While he was telling the story, he was pulling up his shirt and showing me his biceps and abs like it would impress me. He would do the same thing with his muscles whenever Curt would randomly call him a homophobic slur, like he had to prove he was not quite as sensitive as he may actually be.
Erik showed me pictures of his girlfriend and videos of them singing together. She had a much better voice than he did, but he kept texting her in front of me telling her that she was a bad singer, claiming that he had to be hard on her so she would get better. It made me uncomfortable, but I did not feel like I was in a position to speak out. I just wanted to get through the training with Erik and speak to him as little as possible afterward.
This macho showmanship was a common theme over my couple of weeks training with Erik. We had to break down boxes and bring them to the dumpster, and he would race to break more than me. When we had to take out the barrel from the bottle chute– the chute the bartender dropped empty beer bottles down – we carried it together, but after Curt called us a “bunch of pussies,” Erik was determined to bring the barrel to the dumpster himself. I was fine with his behavior because it got me out of doing extra manual labor, but I could tell that this work environment was toxic for Erik. It was forcing him to think that being “manly” was the only suitable way for a male to act.
Erik’s relationship with his father was tragic, and this older bartender, with his tough-guy act and homophobia, seemed to be a heavy influence on Erik’s personality. He had worked at the restaurant since he was 14, and now at 18, Erik was a gym-loving, homophobic boy with seemingly no one he could talk to about his feelings. This was a common trope among the staff. Whenever they got me, the less-than-manly outsider, alone, they would spill all their emotional problems. One chef would always ask me about college and tell me about how getting a girl pregnant stopped him from going. Even Curt would open up and tell me about his oceanfront dinner dates with his girlfriend and that he really cared for the girl. When my coworkers talked to each other, it was about sex, cars or drinking.

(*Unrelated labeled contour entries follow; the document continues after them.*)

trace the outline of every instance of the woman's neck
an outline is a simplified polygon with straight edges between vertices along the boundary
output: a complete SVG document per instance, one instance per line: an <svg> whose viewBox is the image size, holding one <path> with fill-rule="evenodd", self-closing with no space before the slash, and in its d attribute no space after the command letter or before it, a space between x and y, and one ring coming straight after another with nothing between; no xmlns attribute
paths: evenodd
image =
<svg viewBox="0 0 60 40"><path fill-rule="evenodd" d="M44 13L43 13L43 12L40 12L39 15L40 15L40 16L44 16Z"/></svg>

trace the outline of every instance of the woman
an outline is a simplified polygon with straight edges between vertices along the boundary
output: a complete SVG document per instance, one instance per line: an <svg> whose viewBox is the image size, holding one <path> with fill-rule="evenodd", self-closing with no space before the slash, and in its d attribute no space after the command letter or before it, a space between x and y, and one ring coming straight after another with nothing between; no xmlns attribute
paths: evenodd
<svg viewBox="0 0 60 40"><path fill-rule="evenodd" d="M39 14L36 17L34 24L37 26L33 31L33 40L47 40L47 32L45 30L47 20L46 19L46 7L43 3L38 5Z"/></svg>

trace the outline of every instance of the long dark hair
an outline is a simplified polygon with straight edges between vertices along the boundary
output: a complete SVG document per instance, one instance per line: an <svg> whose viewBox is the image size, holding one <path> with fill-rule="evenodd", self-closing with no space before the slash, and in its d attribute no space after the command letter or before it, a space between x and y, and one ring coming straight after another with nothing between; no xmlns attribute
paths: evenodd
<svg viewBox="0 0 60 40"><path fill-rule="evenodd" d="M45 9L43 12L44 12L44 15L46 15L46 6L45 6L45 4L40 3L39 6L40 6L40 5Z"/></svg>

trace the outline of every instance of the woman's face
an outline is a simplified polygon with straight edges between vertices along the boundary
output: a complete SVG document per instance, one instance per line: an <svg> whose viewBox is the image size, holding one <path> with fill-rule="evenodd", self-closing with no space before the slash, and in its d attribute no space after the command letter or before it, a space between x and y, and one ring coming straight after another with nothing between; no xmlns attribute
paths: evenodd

I left that job with a sense of relief, but I missed the absurdity of my daily interactions. I could never look past the misogynistic and homophobic things they said all the time during that summer, but I still got enjoyment out of how ridiculous they acted, always trying to be the toughest guy in the room. Every time I scrub a dish or burn my hand, I think of those strange men I shared a narrow hallway and bar with, and I’m thankful to not be stuck working in that restaurant like all of them still are – except for Erik. He did finally join the National Guard, following in his older sister’s footsteps.